O que há no tecido do músculo cardíaco que não permite que ele se repare da mesma forma que o músculo esquelético?
A razão está na "tendência intrínseca de bater" destacada anteriormente.
Para que um tecido se repare, suas células precisam se multiplicar e, para que se multipliquem, elas precisam se dividir.
"As células cardíacas são especializadas em se contrair, por isso estão repletas de proteínas de miofilamentos contráteis", diz o especialista.
Se uma dessas células se dividisse para formar outra, "você teria que desmontar tudo e depois remontar todo o maquinário contrátil".
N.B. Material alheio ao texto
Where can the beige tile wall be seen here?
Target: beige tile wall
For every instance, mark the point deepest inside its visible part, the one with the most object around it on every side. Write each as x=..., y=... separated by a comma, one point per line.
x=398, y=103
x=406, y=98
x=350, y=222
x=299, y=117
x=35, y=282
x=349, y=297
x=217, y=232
Enquanto isso ocorresse, contudo, as células não seriam capazes de se contrair - algo que o coração não poderia se dar ao luxo de fazer, já que está em contínuo uso.
Ou seja, o fato de não poder parar inibe a capacidade do coração de se reparar.
"Se você olhar bem de perto, poderá ver talvez 1% das células do músculo cardíaco se dividindo ao longo de um ano. Isso é muito, muito baixo e não é suficiente para regenerar o coração", afirma Sinha.
Então, o melhor, claro, é cuidar dele. Como?
"O que costumamos aconselhar no momento - e isso é apenas uma orientação - é fazer alguma atividade que o deixe um pouco sem fôlego por pelo menos meia hora três vezes por semana", destaca o cardiologista Rohin Francis.
Fonte: BBC.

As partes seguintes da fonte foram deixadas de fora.